11Frankie Drake Mysteries

For those looking for something set on the North American continent, there’s the Frankie Drake Mysteries. Set in 1920s Toronto, this CBC series stars Lauren Lee Smith as the titular Frankie, Toronto’s first female private detective, and Chantel Riley as her partner-in-crime-solving, Trudy Clarke.
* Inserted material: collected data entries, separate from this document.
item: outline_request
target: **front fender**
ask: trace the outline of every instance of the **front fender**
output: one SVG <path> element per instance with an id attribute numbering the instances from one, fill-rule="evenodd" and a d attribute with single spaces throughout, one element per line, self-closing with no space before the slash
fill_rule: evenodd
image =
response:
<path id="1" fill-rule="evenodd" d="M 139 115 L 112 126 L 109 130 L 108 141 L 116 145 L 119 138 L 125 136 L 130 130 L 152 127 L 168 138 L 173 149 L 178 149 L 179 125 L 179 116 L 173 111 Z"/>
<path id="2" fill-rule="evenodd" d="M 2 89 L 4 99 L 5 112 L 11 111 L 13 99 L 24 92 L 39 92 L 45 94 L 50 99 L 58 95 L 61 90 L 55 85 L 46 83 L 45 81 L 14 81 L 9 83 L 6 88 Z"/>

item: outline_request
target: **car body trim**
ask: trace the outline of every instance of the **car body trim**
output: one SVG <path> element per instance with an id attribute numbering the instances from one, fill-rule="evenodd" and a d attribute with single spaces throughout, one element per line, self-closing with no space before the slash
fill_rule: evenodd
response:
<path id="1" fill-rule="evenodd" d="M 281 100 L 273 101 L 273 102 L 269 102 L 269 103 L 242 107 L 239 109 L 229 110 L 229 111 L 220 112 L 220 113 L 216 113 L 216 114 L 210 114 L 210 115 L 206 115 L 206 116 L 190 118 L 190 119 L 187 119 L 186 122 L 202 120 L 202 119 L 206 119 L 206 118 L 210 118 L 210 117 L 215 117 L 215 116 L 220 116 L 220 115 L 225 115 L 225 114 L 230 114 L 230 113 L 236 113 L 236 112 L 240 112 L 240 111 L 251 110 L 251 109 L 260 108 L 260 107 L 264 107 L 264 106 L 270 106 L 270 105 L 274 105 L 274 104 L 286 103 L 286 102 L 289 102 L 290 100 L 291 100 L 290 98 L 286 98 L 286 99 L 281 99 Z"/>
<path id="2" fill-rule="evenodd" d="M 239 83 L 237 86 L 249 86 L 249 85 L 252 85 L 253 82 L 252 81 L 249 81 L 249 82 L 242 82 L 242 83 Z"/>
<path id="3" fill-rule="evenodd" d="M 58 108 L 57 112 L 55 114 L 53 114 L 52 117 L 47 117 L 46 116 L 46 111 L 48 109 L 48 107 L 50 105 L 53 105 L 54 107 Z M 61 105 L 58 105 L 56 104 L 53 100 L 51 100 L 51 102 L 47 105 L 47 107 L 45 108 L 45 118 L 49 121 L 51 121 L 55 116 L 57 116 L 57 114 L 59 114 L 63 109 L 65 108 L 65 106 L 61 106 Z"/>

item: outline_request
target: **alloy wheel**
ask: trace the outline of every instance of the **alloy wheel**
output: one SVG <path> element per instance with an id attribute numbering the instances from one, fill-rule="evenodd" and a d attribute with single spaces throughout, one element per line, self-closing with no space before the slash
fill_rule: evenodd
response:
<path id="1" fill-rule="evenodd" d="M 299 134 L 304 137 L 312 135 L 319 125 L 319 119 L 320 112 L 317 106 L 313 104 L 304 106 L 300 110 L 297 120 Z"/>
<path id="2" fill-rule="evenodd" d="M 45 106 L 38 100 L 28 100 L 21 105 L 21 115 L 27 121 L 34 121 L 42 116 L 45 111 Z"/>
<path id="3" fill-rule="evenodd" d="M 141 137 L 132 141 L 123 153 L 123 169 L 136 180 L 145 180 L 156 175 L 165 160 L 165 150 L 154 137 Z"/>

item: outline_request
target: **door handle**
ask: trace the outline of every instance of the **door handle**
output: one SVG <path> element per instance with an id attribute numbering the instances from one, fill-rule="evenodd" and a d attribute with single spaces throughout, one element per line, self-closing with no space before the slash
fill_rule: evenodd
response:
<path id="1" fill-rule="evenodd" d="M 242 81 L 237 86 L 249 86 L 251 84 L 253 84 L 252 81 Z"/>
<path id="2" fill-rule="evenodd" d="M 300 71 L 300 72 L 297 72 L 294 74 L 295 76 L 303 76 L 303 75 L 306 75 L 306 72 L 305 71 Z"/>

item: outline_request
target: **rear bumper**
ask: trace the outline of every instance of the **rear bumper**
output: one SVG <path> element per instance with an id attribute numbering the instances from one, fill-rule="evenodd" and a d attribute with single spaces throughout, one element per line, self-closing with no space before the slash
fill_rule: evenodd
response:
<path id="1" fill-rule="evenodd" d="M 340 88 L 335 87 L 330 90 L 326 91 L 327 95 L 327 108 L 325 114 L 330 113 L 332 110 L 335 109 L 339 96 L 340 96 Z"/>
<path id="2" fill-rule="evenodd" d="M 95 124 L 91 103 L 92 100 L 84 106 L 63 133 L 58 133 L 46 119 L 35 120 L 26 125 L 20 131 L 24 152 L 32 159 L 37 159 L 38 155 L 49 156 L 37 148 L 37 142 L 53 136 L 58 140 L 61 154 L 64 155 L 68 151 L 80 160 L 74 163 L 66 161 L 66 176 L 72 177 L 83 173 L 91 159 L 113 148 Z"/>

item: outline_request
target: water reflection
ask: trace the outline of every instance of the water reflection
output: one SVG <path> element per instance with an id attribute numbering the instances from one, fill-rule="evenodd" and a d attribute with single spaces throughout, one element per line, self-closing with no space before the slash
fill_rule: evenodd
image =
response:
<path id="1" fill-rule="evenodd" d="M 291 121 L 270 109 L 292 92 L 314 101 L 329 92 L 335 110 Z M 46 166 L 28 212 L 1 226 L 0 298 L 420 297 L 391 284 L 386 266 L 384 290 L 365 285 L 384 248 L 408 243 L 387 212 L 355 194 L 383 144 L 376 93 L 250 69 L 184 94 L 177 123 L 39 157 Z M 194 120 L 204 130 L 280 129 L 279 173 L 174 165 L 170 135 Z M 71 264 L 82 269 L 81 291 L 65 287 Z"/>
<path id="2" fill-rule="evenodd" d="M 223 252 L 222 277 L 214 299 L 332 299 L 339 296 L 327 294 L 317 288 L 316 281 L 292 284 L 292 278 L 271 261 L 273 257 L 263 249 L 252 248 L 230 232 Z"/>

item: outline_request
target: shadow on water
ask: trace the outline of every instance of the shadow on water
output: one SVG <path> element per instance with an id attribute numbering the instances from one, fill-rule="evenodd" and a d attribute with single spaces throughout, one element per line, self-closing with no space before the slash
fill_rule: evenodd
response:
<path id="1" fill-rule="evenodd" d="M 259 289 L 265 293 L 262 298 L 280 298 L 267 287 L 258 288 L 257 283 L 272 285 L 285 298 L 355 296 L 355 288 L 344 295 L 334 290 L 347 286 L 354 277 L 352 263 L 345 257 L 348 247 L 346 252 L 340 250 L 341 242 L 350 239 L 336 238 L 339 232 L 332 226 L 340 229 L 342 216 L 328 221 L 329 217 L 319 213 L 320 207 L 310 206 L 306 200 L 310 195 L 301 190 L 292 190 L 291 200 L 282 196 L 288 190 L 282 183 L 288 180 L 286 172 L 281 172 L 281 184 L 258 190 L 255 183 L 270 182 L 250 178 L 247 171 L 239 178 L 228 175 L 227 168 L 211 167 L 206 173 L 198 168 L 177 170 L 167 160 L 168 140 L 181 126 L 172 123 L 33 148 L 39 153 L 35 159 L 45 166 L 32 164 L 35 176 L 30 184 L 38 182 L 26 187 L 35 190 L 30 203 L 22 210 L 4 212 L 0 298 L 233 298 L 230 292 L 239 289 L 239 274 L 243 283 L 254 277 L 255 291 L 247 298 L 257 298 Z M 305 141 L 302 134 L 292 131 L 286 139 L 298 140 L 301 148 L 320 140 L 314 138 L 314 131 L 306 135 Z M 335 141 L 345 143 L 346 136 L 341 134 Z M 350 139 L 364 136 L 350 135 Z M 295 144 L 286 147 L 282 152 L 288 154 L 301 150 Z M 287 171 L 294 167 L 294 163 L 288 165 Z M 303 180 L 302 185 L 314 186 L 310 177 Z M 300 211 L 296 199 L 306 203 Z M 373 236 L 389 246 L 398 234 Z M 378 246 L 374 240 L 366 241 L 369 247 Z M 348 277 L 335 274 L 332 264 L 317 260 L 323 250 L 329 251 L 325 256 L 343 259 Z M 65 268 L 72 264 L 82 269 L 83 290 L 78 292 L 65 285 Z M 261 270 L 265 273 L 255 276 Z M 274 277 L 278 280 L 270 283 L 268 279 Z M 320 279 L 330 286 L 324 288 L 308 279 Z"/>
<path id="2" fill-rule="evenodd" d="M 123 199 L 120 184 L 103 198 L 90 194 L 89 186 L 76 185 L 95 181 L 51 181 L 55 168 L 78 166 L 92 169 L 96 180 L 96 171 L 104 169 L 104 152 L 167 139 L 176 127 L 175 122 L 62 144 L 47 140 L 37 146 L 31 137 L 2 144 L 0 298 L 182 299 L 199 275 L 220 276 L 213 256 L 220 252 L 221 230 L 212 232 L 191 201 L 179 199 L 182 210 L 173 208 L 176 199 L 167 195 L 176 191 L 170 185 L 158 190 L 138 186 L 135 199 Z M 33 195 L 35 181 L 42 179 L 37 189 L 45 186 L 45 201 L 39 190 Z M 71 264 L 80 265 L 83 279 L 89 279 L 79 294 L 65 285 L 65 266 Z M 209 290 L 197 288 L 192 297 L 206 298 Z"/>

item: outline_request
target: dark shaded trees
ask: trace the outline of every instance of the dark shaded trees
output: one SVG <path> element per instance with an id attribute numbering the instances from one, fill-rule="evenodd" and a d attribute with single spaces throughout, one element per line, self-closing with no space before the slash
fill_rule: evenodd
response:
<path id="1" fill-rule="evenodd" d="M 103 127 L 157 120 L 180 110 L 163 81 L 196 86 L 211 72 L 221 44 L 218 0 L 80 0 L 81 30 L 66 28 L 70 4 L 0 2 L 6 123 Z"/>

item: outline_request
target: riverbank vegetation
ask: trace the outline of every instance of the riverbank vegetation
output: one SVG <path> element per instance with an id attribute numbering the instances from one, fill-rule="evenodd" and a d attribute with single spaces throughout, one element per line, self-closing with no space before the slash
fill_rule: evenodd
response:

The series is a touch more traditional, with a “crime of the week” per episode, but there’s also an overarching story of Frankie and Trudy’s fight to be taken seriously. Moreover, the series functions as a semi-prequel to the popular Canadian Murdoch Mysteries; series creators Carol Hay and Michelle Ricci wrote on both shows. The first three seasons of Frankie Drake are streaming via PBS Passport; Season 4 only recently finished airing on the CBC. It is expected to premiere in the fall in the U.S.

12Miss Scarlet & The Duke

Another period piece along the lines of Miss Fisher, Miss Scarlet & The Duke is the fictionalized story of London’s first female detective. Set in the era of Sherlock Holmes and the early years of the suffragette movement, it might look like a fluffy murder-of-the-week story, but Eliza Scarlet is stuck being a woman of her time and neighborhood, struggling to pay her landlady, with maids quitting right and left because of her shocking behavior and distracting herself rather than dealing with the untimely death of her father.

Also, the “Duke” is no Hastings coming to sweep her off her feet, but the nickname of the Scotland Yard detective who finds himself working with her — when he’s not attempting to have her locked up for meddling in police business. The show’s first season is streaming free without a subscription on Amazon.